A Former Trump Advisor Considered Faking A Heart Attack To Get Him To Stop Praising Putin While Trashing U.S. Intelligence Agencies

We all remember the moment when, in April 2020, Donald Trump suggested that drinking a disinfectant such as bleach might be one way to fight off the COVID-19 virus while Dr. Deborah Birx, the then-newly appointed White House coronavirus response coordinator, looked on and listened in what appeared to be abject horror:

(Though watching it with the theme song from Curb Your Enthusiasm edited in somehow feels more natural.)

But according to a new book, Dr. Birx wasn’t the only member of the Trump administration to have such a visceral “Good god—what have I done?!” moment.
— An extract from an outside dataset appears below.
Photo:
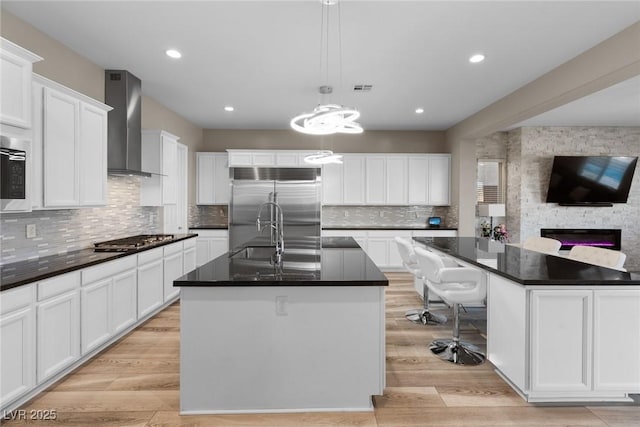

As Mediaite reports, the former president’s Russia adviser, Fiona Hill, had a very similar kind of out-of-body experience at the 2018 Helsinki summit when she sat and watched Trump openly stated that he believed Vladimir Putin when he swore he didn’t meddle in the 2016 elections, despite the fact that Trump’s own intelligence officials were telling him differently.

“President Putin says it’s not Russia,” Trump declared. “I don’t see any reason why it would be.”

In The Big Lie: Election Chaos, Political Opportunism, and the State of American Politics After 2020, a new book from Politico’s White House Bureau Chief Jonathan Lemire, the author writes about that moment:

Fiona Hill, the senior Russia expert on the National Security Council, who was sitting one row in front of me, later told me that she considered doing something, anything — including faking a heart attack — to disrupt the proceedings and get Trump to stop talking.

While it would have been a drastic measure, who’s to say Trump would have even noticed — or reacted. Unfortunately, we’ll never know the answer. But it would have made for a great show.

Even as recently as this year, Trump pals like Sean Hannity have desperately given the former president every opportunity to cool it on his pro-Putin rhetoric. And each time, he blows it!